With internet banking services becoming a prevalent and often primary mode of engagement, the ability to consistently deliver reliable and efficient services and a high-quality online experience becomes paramount. Considering these observations, it is crucial for Islamic banks to prioritize investments in enhancing their technological infrastructure, ensuring the robustness and security of their online platforms, and cultivating a culture of responsiveness to customer needs. These initiatives can play a pivotal role in strengthening the internet banking services, mitigating potential disruptions, and setting up an environment where customers have confidence in the system’s stability. Furthermore, an emphasis on improving online service quality encompasses not only technical aspects but also entails user-centric design, intuitive interfaces, and tailored experiences. Islamic banks have the opportunity to invest in user experience research and design principles that resonate with the preferences and expectations of their diverse customer base. A seamless and enjoyable internet banking experience can elevate customer satisfaction and foster a positive belief in the bank’s services. In a medium-term perspective, by addressing these aspects of reliability, response, online service quality, and complaint, Islamic banks can set up a cornerstone for nurturing elevated levels of customer satisfaction. These endeavors not only fulfill the contemporary demands of a technology-driven banking landscape but also cultivate a reputation for delivering exceptional service that resonates with customers, thereby contributing to sustained growth and competitiveness.

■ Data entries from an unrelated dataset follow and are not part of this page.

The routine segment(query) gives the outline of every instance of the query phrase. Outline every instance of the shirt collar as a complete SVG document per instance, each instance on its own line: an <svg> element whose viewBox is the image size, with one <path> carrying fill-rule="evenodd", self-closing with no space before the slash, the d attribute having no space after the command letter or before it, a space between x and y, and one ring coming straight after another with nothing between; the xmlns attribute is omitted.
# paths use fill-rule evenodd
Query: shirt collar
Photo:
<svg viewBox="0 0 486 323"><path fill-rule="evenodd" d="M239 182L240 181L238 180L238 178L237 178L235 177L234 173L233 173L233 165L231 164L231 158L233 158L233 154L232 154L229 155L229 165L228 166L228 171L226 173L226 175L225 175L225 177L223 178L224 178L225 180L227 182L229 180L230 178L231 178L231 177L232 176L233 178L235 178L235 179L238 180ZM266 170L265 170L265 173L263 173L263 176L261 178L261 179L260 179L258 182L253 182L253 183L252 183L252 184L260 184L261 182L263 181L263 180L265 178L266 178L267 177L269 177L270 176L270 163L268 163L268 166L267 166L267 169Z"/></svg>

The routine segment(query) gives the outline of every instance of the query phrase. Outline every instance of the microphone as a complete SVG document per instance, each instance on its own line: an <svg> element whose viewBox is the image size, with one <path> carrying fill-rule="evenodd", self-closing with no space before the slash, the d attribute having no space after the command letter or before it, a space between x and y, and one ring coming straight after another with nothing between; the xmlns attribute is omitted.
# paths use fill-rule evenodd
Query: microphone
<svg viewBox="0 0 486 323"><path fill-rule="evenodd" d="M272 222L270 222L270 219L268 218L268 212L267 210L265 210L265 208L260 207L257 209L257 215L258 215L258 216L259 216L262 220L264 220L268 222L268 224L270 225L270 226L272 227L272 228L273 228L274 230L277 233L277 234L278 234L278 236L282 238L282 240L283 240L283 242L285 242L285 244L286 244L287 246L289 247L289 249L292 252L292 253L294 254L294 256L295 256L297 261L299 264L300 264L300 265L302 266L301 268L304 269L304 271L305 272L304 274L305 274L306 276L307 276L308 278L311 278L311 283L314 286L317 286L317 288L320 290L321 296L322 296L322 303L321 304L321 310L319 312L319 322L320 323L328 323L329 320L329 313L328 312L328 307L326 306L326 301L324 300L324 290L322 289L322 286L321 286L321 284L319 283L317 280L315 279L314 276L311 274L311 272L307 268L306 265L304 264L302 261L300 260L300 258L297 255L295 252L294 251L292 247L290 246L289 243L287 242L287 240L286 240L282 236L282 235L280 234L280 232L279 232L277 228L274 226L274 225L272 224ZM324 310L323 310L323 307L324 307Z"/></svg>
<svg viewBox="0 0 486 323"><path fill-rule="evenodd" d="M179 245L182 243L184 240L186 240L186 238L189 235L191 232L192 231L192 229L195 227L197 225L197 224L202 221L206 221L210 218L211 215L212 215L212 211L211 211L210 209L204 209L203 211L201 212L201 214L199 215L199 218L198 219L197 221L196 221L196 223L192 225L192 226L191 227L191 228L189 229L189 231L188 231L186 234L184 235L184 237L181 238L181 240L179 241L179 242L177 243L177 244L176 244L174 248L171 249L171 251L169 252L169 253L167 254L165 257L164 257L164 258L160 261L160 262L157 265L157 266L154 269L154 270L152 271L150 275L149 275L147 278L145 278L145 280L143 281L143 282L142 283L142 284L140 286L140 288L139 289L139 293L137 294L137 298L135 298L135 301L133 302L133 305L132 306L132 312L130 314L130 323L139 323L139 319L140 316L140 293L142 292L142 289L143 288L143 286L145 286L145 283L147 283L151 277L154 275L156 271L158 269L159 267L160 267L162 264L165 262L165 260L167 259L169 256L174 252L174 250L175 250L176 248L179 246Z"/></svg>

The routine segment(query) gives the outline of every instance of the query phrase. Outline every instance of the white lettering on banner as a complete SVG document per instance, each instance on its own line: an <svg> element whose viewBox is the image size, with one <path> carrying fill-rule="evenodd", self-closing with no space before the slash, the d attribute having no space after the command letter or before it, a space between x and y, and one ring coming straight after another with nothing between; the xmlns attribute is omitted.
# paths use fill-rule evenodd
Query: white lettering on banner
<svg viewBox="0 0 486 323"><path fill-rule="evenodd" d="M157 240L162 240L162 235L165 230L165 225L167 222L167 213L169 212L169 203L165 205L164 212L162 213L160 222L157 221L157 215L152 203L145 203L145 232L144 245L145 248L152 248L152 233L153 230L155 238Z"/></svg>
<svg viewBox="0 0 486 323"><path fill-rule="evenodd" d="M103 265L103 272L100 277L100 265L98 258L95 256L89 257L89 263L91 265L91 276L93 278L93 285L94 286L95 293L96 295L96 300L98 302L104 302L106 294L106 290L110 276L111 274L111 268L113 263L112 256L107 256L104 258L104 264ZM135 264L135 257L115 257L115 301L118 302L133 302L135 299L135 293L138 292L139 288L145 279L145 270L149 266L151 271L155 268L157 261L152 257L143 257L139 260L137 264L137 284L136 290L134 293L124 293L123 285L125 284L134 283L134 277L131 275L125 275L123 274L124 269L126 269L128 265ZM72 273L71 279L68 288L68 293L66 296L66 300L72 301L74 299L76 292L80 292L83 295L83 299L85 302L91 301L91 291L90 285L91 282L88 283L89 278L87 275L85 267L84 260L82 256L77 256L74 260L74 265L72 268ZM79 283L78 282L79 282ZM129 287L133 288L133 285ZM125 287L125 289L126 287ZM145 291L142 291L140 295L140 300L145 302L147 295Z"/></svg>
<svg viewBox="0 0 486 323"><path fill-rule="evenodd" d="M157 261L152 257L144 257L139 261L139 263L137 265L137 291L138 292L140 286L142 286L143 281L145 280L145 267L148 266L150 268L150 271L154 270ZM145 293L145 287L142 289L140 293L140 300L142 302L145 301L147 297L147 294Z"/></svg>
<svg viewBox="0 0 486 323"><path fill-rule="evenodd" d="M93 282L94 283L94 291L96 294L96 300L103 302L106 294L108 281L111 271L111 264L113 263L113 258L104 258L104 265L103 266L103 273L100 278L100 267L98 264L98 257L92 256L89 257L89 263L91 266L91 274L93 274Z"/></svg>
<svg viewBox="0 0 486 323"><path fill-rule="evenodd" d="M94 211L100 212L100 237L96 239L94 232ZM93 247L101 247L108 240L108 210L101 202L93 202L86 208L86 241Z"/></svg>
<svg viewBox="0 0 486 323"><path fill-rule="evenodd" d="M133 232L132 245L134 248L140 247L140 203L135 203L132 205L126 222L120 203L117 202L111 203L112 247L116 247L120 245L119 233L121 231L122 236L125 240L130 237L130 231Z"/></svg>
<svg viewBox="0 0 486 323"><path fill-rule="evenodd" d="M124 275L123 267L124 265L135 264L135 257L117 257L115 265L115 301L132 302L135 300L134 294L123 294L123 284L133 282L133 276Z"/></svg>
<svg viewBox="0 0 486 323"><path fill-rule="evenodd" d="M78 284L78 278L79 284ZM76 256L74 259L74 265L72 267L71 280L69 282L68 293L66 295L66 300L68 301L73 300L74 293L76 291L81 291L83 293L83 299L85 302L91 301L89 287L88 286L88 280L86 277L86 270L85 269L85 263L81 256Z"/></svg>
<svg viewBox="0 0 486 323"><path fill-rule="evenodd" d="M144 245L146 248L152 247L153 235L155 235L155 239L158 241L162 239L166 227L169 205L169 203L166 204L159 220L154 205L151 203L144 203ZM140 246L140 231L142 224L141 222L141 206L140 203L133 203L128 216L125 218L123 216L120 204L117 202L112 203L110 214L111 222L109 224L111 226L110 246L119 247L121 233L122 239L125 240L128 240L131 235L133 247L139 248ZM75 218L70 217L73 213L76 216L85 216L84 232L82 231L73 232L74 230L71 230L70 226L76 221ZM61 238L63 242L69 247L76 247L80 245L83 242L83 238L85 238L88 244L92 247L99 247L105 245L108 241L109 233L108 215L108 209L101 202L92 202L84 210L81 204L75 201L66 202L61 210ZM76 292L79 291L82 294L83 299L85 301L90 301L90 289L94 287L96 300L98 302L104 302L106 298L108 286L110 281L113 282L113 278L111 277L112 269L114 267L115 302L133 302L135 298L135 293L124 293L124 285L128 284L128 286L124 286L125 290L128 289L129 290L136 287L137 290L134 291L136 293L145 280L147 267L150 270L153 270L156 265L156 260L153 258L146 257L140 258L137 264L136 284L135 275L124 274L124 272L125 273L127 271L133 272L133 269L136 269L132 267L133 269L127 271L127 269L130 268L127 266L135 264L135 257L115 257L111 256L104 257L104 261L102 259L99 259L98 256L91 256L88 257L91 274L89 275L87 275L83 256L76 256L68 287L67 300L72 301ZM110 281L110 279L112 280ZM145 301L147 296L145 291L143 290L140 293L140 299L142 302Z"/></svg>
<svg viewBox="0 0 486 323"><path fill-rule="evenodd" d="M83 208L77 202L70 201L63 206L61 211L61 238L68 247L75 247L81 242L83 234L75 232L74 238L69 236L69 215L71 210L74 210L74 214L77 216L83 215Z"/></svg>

Limitations and future research

This study on the factors affecting customer satisfaction with Islamic internet banking services during the COVID-19 pandemic in Islamic countries faced several limitations. Although this study considered the different geographical compositions and variations, it may not be generalizable to all the Islamic banks. Since this study focused on specific Islamic banks and excluded others of varying sizes, the findings might not fully be the broader industry. This limitation arose due to the difficulty in reaching many respondents across diverse Islamic banks. Conducted during a period of significant disruptions and uncertainties as a result from COVID-19 pandemic, the study’s temporal constraints might not fully capture long-term trends in customer satisfaction. The focus on some of Islamic countries also limits the applicability of the results to regions with different economic, cultural, and technological contexts.

Measurement limitations, including biases in survey tools and self-reported data, could have influenced the accuracy of the satisfaction levels reported. Furthermore, the study primarily examined factors such as reliability, efficiency, responses, empathy, online service quality, and complaint, potentially overlooking other significant factors like trust, security, usability, service management and personalized services.

Future research should consider conducting longitudinal studies to track changes in customer satisfaction over time, providing insights into the long-term impacts of the COVID-19 pandemic. Comparative studies between different regions, including non-Islamic countries, could offer a broader perspective on the factors affecting on the customer satisfaction in Islamic internet banking services. Incorporating more variables such as security features, user interface design, trust, personalization of services, and mobile banking applications would provide also a more comprehensive view of customer satisfaction.